More than half of the apprentices that trained with former apprenticeship giant Aspire Achieve Advance have still not been found a new provider, four months after its collapse.
The company, better known as 3aaa, went into administration on October 11 after the government pulled its skills funding contracts following a fraud investigation, which is now being looked into by the police.
A total of 4,216 apprentices were subsequently left without a place to complete their training so the Education and Skills Funding Agency immediately began trying to find them alternative provision.

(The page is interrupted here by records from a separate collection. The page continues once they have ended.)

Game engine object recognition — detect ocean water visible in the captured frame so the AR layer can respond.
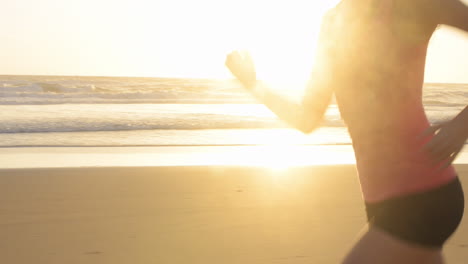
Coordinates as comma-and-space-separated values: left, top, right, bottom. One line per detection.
0, 75, 467, 148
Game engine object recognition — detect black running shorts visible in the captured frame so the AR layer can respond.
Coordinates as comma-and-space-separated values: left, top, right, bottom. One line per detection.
365, 177, 465, 248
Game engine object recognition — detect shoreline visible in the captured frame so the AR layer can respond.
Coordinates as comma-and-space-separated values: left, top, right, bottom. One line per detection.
2, 146, 468, 169
0, 145, 357, 169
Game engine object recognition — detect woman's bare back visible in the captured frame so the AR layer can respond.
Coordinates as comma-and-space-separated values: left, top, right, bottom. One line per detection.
324, 1, 434, 129
321, 1, 456, 201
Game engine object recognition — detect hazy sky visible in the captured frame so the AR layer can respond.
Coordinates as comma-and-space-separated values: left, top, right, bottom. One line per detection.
1, 0, 468, 83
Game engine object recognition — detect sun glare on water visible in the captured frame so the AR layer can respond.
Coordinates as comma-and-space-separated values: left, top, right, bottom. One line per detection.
217, 145, 354, 172
212, 104, 352, 169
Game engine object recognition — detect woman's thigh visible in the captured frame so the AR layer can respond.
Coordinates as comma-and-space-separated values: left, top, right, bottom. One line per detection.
341, 225, 444, 264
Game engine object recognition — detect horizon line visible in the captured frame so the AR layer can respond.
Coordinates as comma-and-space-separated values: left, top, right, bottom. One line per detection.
0, 74, 465, 84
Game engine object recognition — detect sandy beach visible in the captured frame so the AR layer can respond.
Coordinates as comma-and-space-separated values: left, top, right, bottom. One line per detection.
0, 165, 467, 264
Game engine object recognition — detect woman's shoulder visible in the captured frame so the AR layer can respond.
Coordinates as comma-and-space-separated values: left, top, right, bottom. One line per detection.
393, 0, 441, 43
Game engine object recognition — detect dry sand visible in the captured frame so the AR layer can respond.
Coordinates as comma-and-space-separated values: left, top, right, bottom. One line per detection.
1, 165, 467, 264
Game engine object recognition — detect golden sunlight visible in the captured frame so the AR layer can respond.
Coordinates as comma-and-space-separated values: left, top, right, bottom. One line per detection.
154, 1, 338, 81
225, 1, 336, 89
113, 0, 345, 84
219, 145, 355, 169
210, 104, 353, 169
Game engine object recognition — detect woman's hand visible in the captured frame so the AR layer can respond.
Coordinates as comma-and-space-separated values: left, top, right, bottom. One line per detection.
422, 120, 468, 169
225, 50, 257, 89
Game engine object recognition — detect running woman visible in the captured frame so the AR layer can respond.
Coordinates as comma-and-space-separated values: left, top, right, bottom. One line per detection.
225, 0, 468, 263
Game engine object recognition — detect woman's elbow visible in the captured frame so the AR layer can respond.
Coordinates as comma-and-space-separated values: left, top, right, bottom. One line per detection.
292, 107, 325, 134
297, 120, 319, 134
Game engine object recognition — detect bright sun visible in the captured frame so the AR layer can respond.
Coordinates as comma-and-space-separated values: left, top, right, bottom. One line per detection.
153, 1, 340, 86
219, 1, 339, 93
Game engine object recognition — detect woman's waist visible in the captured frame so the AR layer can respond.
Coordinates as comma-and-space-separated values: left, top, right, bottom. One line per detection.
343, 110, 428, 137
351, 128, 429, 155
352, 133, 434, 170
355, 155, 457, 203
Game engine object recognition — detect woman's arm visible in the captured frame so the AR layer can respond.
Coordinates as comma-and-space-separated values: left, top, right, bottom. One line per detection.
437, 0, 468, 32
452, 106, 468, 133
225, 11, 335, 134
421, 0, 468, 168
225, 49, 333, 134
423, 106, 468, 168
247, 73, 333, 134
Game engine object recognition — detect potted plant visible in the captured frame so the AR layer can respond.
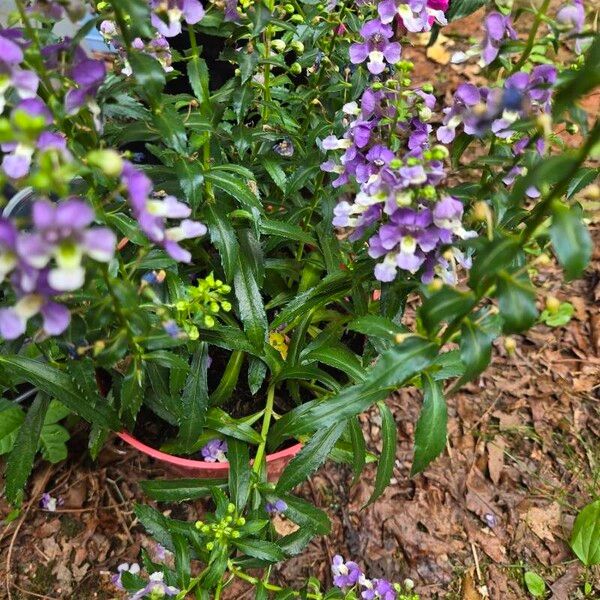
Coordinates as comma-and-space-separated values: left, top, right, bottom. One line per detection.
0, 0, 597, 596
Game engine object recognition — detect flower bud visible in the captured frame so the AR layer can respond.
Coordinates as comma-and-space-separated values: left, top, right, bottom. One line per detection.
421, 83, 433, 92
271, 39, 286, 52
403, 579, 415, 591
290, 14, 303, 23
284, 3, 294, 12
565, 123, 579, 135
545, 295, 560, 314
536, 113, 552, 137
290, 40, 304, 53
504, 336, 517, 354
431, 145, 449, 160
428, 278, 443, 292
87, 149, 123, 177
371, 82, 384, 90
535, 253, 551, 267
472, 201, 491, 222
289, 62, 302, 75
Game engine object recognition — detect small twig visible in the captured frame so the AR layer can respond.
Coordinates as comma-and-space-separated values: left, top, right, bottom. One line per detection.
471, 542, 482, 583
8, 581, 59, 599
5, 465, 54, 600
105, 482, 134, 544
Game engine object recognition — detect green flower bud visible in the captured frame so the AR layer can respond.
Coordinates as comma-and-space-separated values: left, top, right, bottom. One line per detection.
206, 541, 214, 551
271, 39, 286, 52
289, 62, 302, 75
227, 503, 236, 514
232, 530, 241, 538
290, 40, 304, 53
290, 14, 303, 23
371, 82, 384, 91
87, 149, 124, 177
284, 3, 294, 12
421, 83, 433, 93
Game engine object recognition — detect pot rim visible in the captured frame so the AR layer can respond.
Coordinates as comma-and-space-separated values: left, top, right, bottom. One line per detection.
117, 431, 302, 472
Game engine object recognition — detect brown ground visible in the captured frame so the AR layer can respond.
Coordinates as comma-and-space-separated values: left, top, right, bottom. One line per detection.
1, 10, 599, 600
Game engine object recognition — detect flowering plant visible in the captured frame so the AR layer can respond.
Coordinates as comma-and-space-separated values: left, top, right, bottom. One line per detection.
0, 0, 598, 596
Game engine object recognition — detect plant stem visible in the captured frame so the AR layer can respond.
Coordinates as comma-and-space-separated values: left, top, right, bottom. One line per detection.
512, 0, 551, 72
252, 384, 276, 474
262, 0, 276, 123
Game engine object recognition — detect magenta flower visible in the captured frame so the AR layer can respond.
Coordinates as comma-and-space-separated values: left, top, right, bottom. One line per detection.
151, 0, 205, 37
349, 19, 401, 75
481, 12, 517, 65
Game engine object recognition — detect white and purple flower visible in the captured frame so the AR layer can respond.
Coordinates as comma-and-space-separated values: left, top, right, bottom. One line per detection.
349, 19, 401, 75
378, 0, 448, 33
332, 555, 363, 588
200, 438, 228, 462
151, 0, 205, 37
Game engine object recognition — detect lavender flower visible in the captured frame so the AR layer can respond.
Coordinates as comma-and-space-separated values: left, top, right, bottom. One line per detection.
40, 492, 61, 511
151, 0, 205, 37
130, 572, 179, 600
17, 199, 116, 292
557, 0, 586, 53
349, 19, 401, 75
121, 162, 207, 263
481, 12, 517, 66
266, 499, 288, 514
201, 439, 227, 462
112, 562, 141, 590
378, 0, 448, 33
0, 31, 39, 113
361, 577, 397, 600
65, 57, 106, 114
332, 555, 362, 588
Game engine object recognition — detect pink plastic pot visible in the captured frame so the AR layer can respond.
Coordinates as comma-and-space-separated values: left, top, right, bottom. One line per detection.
117, 431, 302, 480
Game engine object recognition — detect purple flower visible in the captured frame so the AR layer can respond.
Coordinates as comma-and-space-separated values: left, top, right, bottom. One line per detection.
65, 57, 106, 114
151, 0, 205, 37
481, 12, 516, 66
17, 199, 116, 292
201, 439, 227, 462
111, 562, 141, 591
361, 578, 397, 600
332, 555, 362, 588
0, 219, 18, 285
437, 83, 481, 143
349, 19, 401, 75
557, 0, 586, 53
40, 493, 62, 511
121, 162, 207, 263
266, 499, 288, 514
130, 572, 179, 600
378, 0, 448, 33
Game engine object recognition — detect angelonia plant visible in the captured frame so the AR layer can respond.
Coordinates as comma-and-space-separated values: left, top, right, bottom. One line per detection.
0, 0, 598, 597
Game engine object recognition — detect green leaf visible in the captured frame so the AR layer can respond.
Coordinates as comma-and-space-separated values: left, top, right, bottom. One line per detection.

Skills minister Anne Milton has now revealed that only 1,892 apprentices, or 45 per cent, of those affected have moved on to new providers so far.
Responding to a parliamentary question submitted by shadow skills minister Gordon Marsden, Ms Milton said the ESFA holds responsibility for moving on only those apprentices with non-levy employers, of which there were 1,832.
Of these, the ESFA has “approved 1,358 apprentice transfers to 125 high quality alternative providers”.
Alternative provision for 410 of the remaining apprentices with non-levy employers has been found, according to Ms Milton, but the agency is still in the process of “contacting the providers involved to facilitate the transfers”.
But 64 of the non-levy apprentices have “notified” the ESFA that they have “successfully completed or withdrawn from their apprenticeship”.
A total of 2,384 former 3aaa apprentices were with levy paying employers. Ms Milton said the National Apprenticeship Service account managers “are supporting those employers to identify new providers”.
But to date, only 534 apprentices with levy paying employers have transferred to new providers of their choice.
The apprentice transfer figures come after the ESFA warned it could withdraw funding from providers after FE Week revealed a few of them attempted to poach staff and apprentices 3aaa by using underhand tactics.
An investigation by this newspaper found that some training providers were “misrepresenting their position” in an effort to recruit those affected.
Tactics included alleged false claims that the ESFA and 3aaa have asked the providers to take on hundreds of people affected.
FE Week revealed what was behind the government and police investigations into 3aaa in November.
The company, which had 500 staff before it went bust when the ESFA pulled its £16.5 million skills contract, allegedly manipulated Individualised Learner Records to artificially inflate achievement rates by a huge amount and misused employer-incentive grants.
A previouse ESFA investigation into 3aaa, carried out by auditing firm KPMG in 2016, had found dozens of success rate “overclaims”.
3aaa was co-founded by Peter Marples and Di McEvoy-Robinson in 2008, but the pair stepped down in September during the midst of the ESFA’s second investigation.
In December the police told FE Week that it hadn’t been able to decide whether or not to open a criminal investigation into 3aaa as it needed to wait for the DfE to “complete its work”.
At the time of going to press the police said there was no update to this.